§ To Congress
11 June 1812. “I transmit for the information of Congress copies of letters which have passed between the Secretary of State and the Envoy Extraordinary and Minister Plenipotentiary of Great Britain.”1
RC and enclosures, two copies (DNA: RG 233, President’s Messages, 12A-D1; and DNA: RG 46, Legislative Proceedings, 12A-E2). Each RC 1 p.; in the hand of Edward Coles, signed by JM. For enclosures, see n. 1.
1. JM forwarded copies of the following letters and their enclosures: Foster to Monroe, 7 June (4 pp.) and 8 June 1812 (1 p.); and Monroe to Foster, 10 June 1812 (1 p.) (printed in ASP description begins American State Papers: Documents, Legislative and Executive, of the Congress of the United States … (38 vols.; Washington, 1832–61). description ends , Foreign Relations, 3:462–64, 464–68). Foster’s 7 June letter complained that, notwithstanding his earlier assurances that British officials in Canada had played no role “in urging the Indian Tribes to the late atrocities committed on the frontiers of the United States, but had even endeavoured … to restrain them as far as lay in their power,” reports to this effect “still continue to be circulated with revived industry” and were even countenanced in an address made by an American state governor. To settle the matter, Foster enclosed copies of a 29 Mar. 1811 letter from Sir James Craig to Lord Liverpool (3 pp.) and Lord Liverpool’s 28 July 1811 reply (1 p.), which had directed British officials in Canada to dissuade the Indians from hostilities. The British minister requested that this material be laid before the president as soon as possible. On 8 June 1812 Foster forwarded some additional papers on this subject, including a copy of a 26 Feb. 1811 instruction to the British deputy superintendent general of Indian affairs that he should forbid his agents to encourage the Indians in “any warlike enterprise” against the U.S.
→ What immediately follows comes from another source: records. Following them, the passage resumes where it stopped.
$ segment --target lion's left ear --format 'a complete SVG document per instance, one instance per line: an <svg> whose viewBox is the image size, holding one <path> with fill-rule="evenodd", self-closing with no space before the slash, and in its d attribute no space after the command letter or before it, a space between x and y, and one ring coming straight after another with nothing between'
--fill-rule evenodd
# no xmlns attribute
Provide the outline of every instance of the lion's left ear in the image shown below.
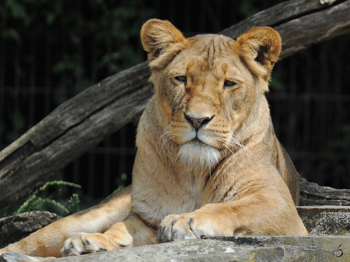
<svg viewBox="0 0 350 262"><path fill-rule="evenodd" d="M267 27L253 27L239 36L236 43L250 69L267 80L281 53L282 39L278 32Z"/></svg>

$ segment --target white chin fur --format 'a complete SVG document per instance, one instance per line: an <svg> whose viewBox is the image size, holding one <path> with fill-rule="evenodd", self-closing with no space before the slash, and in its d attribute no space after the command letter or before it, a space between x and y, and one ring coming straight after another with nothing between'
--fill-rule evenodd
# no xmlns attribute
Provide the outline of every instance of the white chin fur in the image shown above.
<svg viewBox="0 0 350 262"><path fill-rule="evenodd" d="M210 167L218 162L220 153L217 149L207 145L192 142L181 146L177 156L181 161L190 165Z"/></svg>

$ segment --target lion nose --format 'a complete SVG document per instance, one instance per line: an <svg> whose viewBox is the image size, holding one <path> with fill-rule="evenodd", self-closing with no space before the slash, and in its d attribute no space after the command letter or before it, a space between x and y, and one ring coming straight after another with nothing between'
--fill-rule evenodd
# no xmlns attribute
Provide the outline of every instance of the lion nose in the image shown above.
<svg viewBox="0 0 350 262"><path fill-rule="evenodd" d="M193 127L196 130L196 132L197 132L202 125L209 123L214 117L213 116L211 117L202 117L201 118L196 118L187 115L185 115L185 118L190 123L190 124L193 126Z"/></svg>

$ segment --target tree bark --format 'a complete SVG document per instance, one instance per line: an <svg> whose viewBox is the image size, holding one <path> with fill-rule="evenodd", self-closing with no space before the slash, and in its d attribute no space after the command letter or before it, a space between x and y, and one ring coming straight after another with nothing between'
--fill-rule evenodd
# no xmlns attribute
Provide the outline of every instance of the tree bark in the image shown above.
<svg viewBox="0 0 350 262"><path fill-rule="evenodd" d="M279 31L281 57L286 57L350 31L350 0L288 1L220 33L234 38L257 26ZM107 78L59 106L0 152L0 208L23 199L138 117L153 93L149 75L145 62Z"/></svg>

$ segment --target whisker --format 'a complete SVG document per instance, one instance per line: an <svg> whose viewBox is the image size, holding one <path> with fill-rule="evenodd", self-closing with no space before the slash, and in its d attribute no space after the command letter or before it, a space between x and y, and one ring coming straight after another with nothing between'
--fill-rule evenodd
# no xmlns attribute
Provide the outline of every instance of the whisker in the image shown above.
<svg viewBox="0 0 350 262"><path fill-rule="evenodd" d="M178 56L179 57L180 57L180 59L181 59L181 60L182 60L182 61L183 61L184 62L185 62L185 60L184 60L183 59L182 59L182 58L181 58L181 57L180 57L180 56L179 56L178 54L177 54L175 53L175 55L176 56ZM185 62L185 63L186 63L186 62Z"/></svg>

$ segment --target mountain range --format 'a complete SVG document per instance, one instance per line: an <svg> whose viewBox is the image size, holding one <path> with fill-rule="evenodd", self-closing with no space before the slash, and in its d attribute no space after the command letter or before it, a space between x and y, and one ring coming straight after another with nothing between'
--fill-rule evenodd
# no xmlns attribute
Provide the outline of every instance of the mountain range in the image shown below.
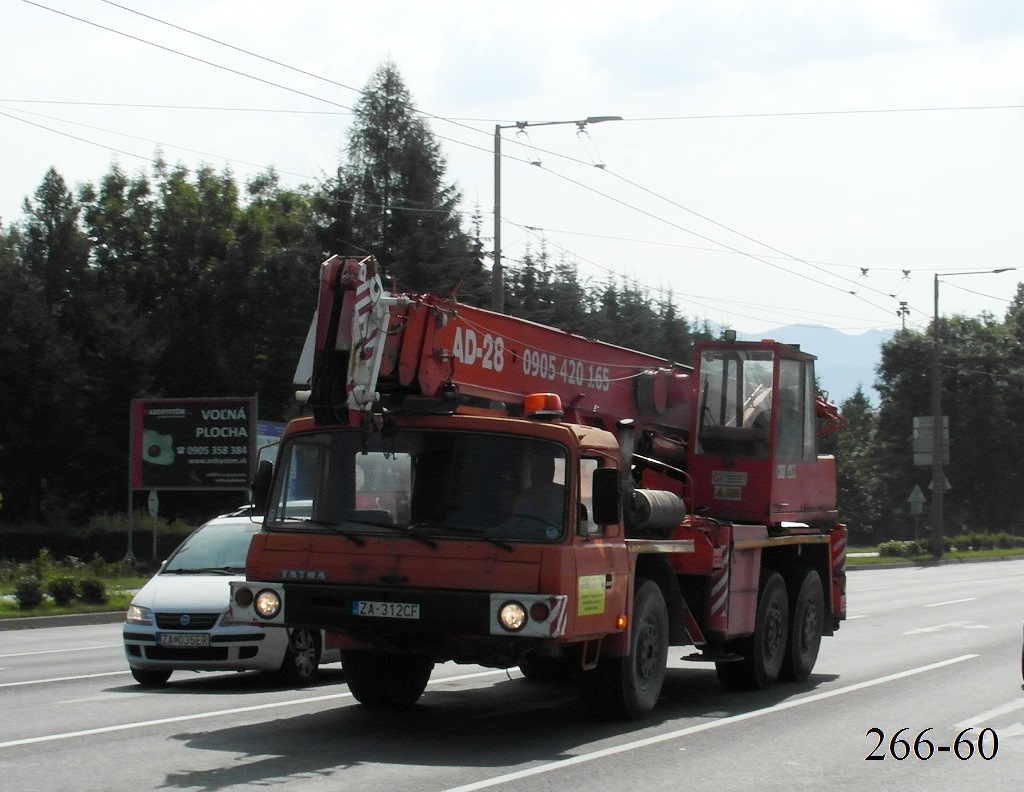
<svg viewBox="0 0 1024 792"><path fill-rule="evenodd" d="M786 325L763 333L738 333L740 340L756 341L772 338L796 344L818 360L814 370L818 385L828 392L828 401L837 406L852 397L860 386L870 403L879 406L874 389L874 367L882 360L882 344L893 336L892 330L869 330L851 335L817 325Z"/></svg>

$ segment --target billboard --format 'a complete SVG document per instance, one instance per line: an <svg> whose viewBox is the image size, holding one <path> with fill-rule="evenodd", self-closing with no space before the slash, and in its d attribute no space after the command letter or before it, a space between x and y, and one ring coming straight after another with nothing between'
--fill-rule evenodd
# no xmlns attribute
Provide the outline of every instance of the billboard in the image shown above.
<svg viewBox="0 0 1024 792"><path fill-rule="evenodd" d="M248 490L256 459L256 400L135 399L133 490Z"/></svg>

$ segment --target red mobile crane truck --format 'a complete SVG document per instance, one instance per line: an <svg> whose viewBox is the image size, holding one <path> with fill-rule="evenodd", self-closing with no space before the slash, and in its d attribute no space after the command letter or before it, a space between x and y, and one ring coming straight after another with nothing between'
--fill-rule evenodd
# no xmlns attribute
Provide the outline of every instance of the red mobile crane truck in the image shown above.
<svg viewBox="0 0 1024 792"><path fill-rule="evenodd" d="M670 645L764 687L806 678L845 618L817 453L842 418L812 356L706 341L685 366L389 294L373 258L337 256L310 342L311 415L257 471L231 618L337 634L362 704L413 704L455 661L641 717Z"/></svg>

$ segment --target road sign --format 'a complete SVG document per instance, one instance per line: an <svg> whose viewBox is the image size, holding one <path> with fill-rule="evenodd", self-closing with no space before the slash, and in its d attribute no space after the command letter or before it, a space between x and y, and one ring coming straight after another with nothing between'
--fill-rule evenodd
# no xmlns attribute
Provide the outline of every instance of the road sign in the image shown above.
<svg viewBox="0 0 1024 792"><path fill-rule="evenodd" d="M935 450L935 435L932 432L932 416L915 415L913 417L913 463L915 465L931 465L932 452ZM942 416L942 464L949 464L949 416Z"/></svg>
<svg viewBox="0 0 1024 792"><path fill-rule="evenodd" d="M910 490L910 497L907 498L907 500L910 502L910 513L911 514L923 514L924 513L924 511L925 511L924 510L924 506L925 506L925 501L926 501L925 493L923 493L921 491L921 488L918 485L914 485L913 489Z"/></svg>

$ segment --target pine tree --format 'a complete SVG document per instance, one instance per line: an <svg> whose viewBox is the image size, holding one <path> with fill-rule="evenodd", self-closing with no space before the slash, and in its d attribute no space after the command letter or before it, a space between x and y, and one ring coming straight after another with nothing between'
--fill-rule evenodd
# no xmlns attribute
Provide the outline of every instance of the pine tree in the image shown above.
<svg viewBox="0 0 1024 792"><path fill-rule="evenodd" d="M460 194L444 171L440 145L398 70L384 62L355 106L335 192L352 201L352 245L372 252L399 291L445 292L463 281L470 291L482 286L479 258L460 224Z"/></svg>

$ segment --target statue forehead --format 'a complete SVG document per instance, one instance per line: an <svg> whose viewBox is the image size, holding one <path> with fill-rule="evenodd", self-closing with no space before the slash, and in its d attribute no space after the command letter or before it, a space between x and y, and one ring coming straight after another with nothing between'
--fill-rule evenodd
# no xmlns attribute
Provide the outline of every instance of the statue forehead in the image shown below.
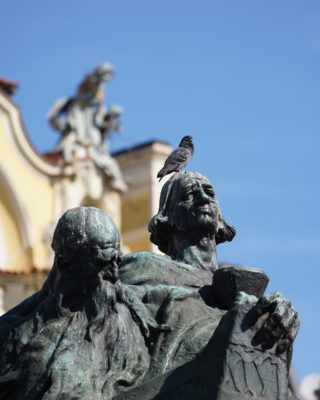
<svg viewBox="0 0 320 400"><path fill-rule="evenodd" d="M119 231L112 219L98 208L77 207L68 210L59 220L52 241L55 251L87 245L118 247Z"/></svg>
<svg viewBox="0 0 320 400"><path fill-rule="evenodd" d="M197 183L199 184L206 183L210 186L213 186L207 177L193 172L181 174L175 183L176 183L175 184L176 188L192 186Z"/></svg>

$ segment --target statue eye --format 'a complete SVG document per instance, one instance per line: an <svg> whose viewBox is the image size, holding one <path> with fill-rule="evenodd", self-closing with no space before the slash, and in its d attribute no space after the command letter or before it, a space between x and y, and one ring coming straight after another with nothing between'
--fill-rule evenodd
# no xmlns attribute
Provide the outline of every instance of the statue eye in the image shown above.
<svg viewBox="0 0 320 400"><path fill-rule="evenodd" d="M189 190L188 192L184 192L181 196L181 201L190 200L192 198L193 192Z"/></svg>
<svg viewBox="0 0 320 400"><path fill-rule="evenodd" d="M204 188L204 191L205 191L205 193L206 193L208 196L210 196L210 197L212 197L212 198L215 197L214 190L213 190L211 187L205 187L205 188Z"/></svg>

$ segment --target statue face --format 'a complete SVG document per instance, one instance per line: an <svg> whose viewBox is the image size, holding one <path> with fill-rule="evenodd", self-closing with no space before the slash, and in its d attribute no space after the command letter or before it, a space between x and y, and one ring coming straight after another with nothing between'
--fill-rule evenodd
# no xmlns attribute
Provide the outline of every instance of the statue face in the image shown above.
<svg viewBox="0 0 320 400"><path fill-rule="evenodd" d="M171 209L174 225L179 231L217 232L218 207L215 192L205 177L182 175L174 187Z"/></svg>
<svg viewBox="0 0 320 400"><path fill-rule="evenodd" d="M74 277L94 276L112 264L119 254L119 245L114 222L94 207L66 211L52 241L61 272Z"/></svg>

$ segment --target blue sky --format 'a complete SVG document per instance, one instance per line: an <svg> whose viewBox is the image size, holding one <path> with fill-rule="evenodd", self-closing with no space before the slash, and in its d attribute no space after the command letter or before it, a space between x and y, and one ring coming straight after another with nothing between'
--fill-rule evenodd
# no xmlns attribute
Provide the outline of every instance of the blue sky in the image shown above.
<svg viewBox="0 0 320 400"><path fill-rule="evenodd" d="M0 75L15 79L40 150L46 113L103 61L121 104L113 149L192 134L238 234L221 261L264 269L300 313L298 377L320 372L320 3L316 0L1 2Z"/></svg>

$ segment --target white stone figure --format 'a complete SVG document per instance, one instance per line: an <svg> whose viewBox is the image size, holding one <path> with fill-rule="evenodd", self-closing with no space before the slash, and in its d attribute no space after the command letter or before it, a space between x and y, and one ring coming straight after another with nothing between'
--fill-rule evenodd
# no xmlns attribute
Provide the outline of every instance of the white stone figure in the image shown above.
<svg viewBox="0 0 320 400"><path fill-rule="evenodd" d="M92 160L109 180L111 188L125 192L127 185L119 166L109 154L106 139L119 131L120 106L106 108L104 86L114 75L111 64L104 63L85 76L74 97L58 100L48 113L50 125L61 132L55 151L62 152L66 164Z"/></svg>

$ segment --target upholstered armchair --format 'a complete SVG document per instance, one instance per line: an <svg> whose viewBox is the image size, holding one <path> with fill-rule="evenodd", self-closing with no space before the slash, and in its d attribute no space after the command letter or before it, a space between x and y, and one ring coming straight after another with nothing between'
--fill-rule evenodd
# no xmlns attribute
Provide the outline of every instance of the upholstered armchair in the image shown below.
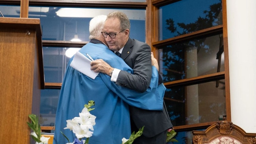
<svg viewBox="0 0 256 144"><path fill-rule="evenodd" d="M247 133L242 128L227 122L226 116L223 120L218 121L215 124L205 131L193 131L194 144L256 144L256 133Z"/></svg>

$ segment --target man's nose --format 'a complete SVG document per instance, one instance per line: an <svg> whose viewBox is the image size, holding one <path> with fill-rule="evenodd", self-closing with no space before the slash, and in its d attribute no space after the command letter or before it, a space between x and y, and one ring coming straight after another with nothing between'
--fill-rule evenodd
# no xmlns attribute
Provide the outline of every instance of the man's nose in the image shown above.
<svg viewBox="0 0 256 144"><path fill-rule="evenodd" d="M112 39L111 38L111 37L110 37L110 36L109 36L109 35L108 35L107 36L107 37L106 38L106 41L111 41L111 40Z"/></svg>

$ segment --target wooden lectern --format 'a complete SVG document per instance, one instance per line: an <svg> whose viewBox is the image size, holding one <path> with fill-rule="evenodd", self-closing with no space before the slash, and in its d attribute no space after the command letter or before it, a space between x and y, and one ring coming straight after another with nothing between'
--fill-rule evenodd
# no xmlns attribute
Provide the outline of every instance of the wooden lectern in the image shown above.
<svg viewBox="0 0 256 144"><path fill-rule="evenodd" d="M0 17L0 143L30 144L45 89L39 19Z"/></svg>

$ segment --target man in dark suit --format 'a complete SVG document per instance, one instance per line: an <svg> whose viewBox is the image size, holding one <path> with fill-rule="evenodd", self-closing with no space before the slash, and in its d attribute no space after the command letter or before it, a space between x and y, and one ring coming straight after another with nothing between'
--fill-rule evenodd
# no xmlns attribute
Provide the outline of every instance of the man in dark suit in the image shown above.
<svg viewBox="0 0 256 144"><path fill-rule="evenodd" d="M150 81L151 48L147 44L129 37L130 27L127 16L115 11L108 15L102 33L109 49L118 55L116 53L121 54L120 56L134 70L134 74L114 68L102 60L92 62L91 69L109 75L117 85L142 92ZM167 130L173 125L164 102L163 111L145 110L132 106L130 111L132 131L145 126L143 135L134 144L165 144Z"/></svg>

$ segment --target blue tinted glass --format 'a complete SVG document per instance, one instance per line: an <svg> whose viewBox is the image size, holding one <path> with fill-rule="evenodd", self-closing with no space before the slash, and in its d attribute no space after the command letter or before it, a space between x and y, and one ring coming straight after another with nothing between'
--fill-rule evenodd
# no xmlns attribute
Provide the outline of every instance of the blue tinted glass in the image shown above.
<svg viewBox="0 0 256 144"><path fill-rule="evenodd" d="M39 120L41 126L54 126L60 92L60 90L57 89L41 90Z"/></svg>
<svg viewBox="0 0 256 144"><path fill-rule="evenodd" d="M224 79L167 88L164 101L174 126L217 121L226 113Z"/></svg>
<svg viewBox="0 0 256 144"><path fill-rule="evenodd" d="M222 24L221 0L183 0L160 7L162 40Z"/></svg>
<svg viewBox="0 0 256 144"><path fill-rule="evenodd" d="M4 17L20 17L20 7L9 5L0 5L0 11ZM0 14L0 17L3 16Z"/></svg>
<svg viewBox="0 0 256 144"><path fill-rule="evenodd" d="M44 71L46 83L62 83L70 57L79 48L43 47ZM71 55L69 56L71 52Z"/></svg>
<svg viewBox="0 0 256 144"><path fill-rule="evenodd" d="M40 18L43 40L70 41L76 38L80 41L88 41L91 18L117 10L123 11L128 17L131 22L130 37L145 42L145 9L30 7L28 14L30 18Z"/></svg>
<svg viewBox="0 0 256 144"><path fill-rule="evenodd" d="M205 129L195 129L197 131L204 131ZM193 144L192 139L193 135L192 131L176 131L177 133L176 135L173 137L173 138L176 139L178 142L169 142L167 143L166 144Z"/></svg>
<svg viewBox="0 0 256 144"><path fill-rule="evenodd" d="M221 35L158 48L164 82L223 71Z"/></svg>

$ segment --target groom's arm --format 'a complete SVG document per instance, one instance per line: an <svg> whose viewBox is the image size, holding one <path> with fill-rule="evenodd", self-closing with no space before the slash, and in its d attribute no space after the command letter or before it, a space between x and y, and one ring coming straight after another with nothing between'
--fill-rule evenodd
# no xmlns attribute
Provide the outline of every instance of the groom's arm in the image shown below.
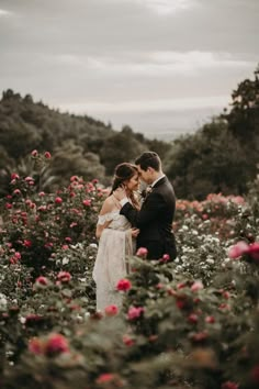
<svg viewBox="0 0 259 389"><path fill-rule="evenodd" d="M161 213L165 213L166 209L167 204L161 194L150 193L140 211L137 211L130 202L126 202L120 213L126 216L133 226L142 229L157 220Z"/></svg>

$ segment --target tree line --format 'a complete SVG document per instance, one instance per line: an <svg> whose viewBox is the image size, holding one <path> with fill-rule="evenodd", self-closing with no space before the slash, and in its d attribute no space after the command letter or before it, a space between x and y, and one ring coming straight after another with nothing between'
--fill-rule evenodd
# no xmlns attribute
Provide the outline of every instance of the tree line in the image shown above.
<svg viewBox="0 0 259 389"><path fill-rule="evenodd" d="M244 194L259 163L258 75L259 68L254 79L243 80L232 92L230 109L173 142L148 140L130 125L115 131L110 123L61 113L8 89L0 100L0 196L10 190L11 173L38 174L30 157L33 149L53 155L41 170L42 189L48 191L67 186L72 175L108 185L115 165L153 149L161 156L179 198Z"/></svg>

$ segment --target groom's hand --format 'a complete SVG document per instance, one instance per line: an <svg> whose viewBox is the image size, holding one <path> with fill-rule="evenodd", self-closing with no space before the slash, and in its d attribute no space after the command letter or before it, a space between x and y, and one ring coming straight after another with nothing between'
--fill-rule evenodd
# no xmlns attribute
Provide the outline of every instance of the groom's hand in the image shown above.
<svg viewBox="0 0 259 389"><path fill-rule="evenodd" d="M127 199L126 191L124 188L117 188L116 190L114 190L113 194L119 201Z"/></svg>

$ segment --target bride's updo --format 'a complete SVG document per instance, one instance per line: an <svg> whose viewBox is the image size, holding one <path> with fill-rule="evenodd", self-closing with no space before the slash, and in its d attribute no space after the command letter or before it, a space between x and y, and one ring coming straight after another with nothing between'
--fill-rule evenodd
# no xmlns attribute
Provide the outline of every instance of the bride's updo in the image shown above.
<svg viewBox="0 0 259 389"><path fill-rule="evenodd" d="M112 190L111 193L113 193L114 190L126 184L126 181L130 181L130 179L135 176L135 174L138 175L138 170L136 165L130 164L130 163L123 163L120 164L115 167L114 171L114 177L113 177L113 182L112 182ZM139 203L137 198L134 196L133 192L127 193L127 197L131 199L133 207L136 209L139 209Z"/></svg>
<svg viewBox="0 0 259 389"><path fill-rule="evenodd" d="M111 193L138 174L136 165L123 163L115 167Z"/></svg>

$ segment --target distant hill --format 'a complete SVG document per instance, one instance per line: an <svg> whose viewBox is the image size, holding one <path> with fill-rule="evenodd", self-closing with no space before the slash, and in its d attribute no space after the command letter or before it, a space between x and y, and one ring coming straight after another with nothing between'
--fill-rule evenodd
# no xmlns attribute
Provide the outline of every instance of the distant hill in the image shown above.
<svg viewBox="0 0 259 389"><path fill-rule="evenodd" d="M3 91L0 100L0 171L23 166L33 149L53 154L49 175L65 185L72 175L86 179L113 174L122 162L134 162L144 149L154 149L165 156L170 144L146 138L125 125L115 131L88 115L61 113L43 102L34 102L31 95L22 97L11 89ZM1 182L0 182L1 184Z"/></svg>

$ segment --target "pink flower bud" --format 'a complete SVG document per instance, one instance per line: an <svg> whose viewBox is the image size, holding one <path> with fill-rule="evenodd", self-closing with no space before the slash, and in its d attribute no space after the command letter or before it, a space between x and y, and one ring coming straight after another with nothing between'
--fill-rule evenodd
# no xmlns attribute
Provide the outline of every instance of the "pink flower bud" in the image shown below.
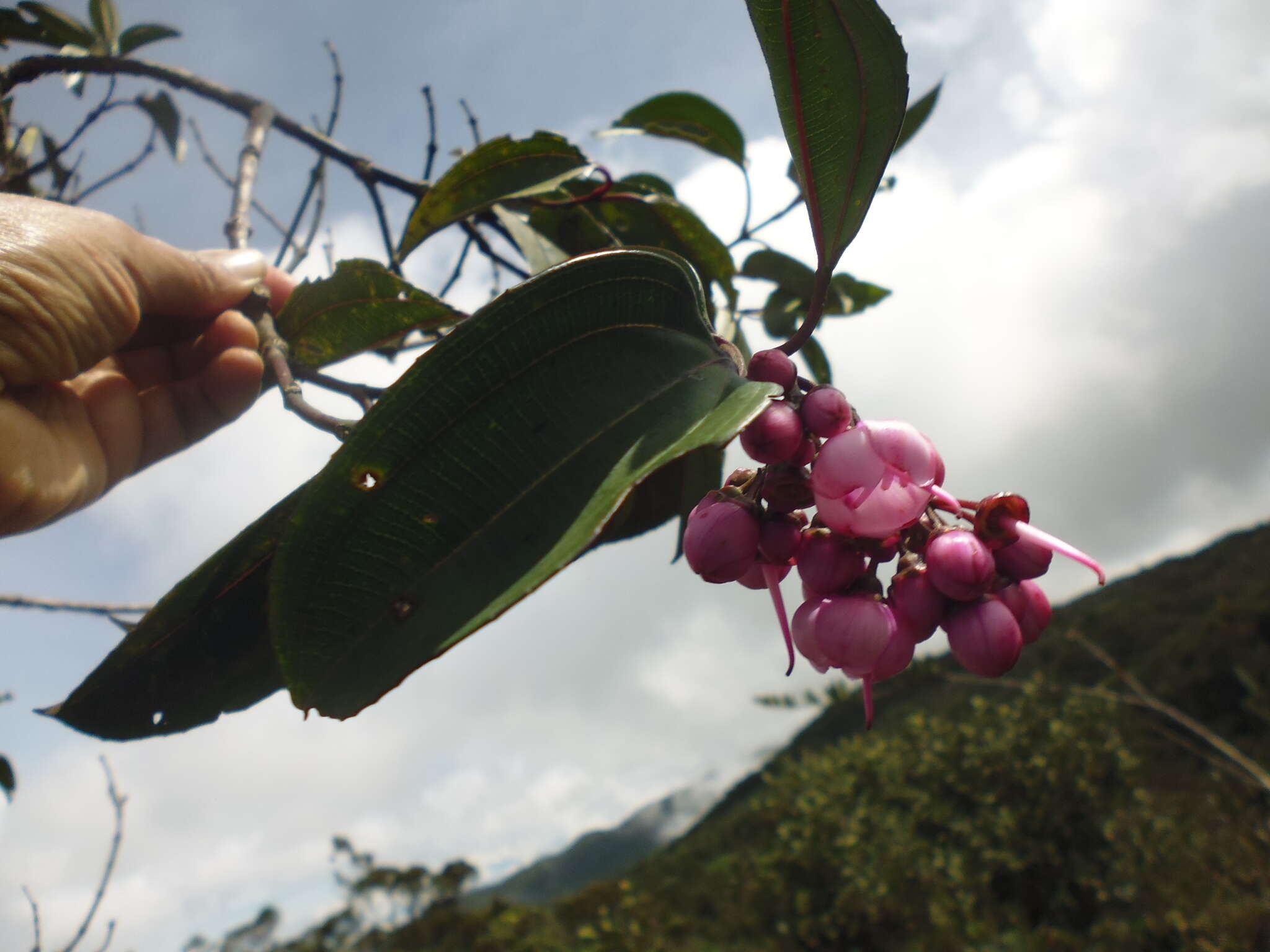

In his 10 June response Monroe sent Foster extracts from letters written by U.S. officials between 24 May 1807 and 18 Apr. 1812 to demonstrate that whatever might have been the intentions of the British government, the conduct of its “subordinate agents, has tended to excite the hostility of those tribes towards the UStates.” In assessing the conflicting evidence from British and American officials on the subject, Monroe reminded Foster of another communication “lately made to this Govt. respecting the conduct of Sir James Craig in another important transaction, which it appears was approved by Lord Liverpool.” (The reference here was to the mission of John Henry.)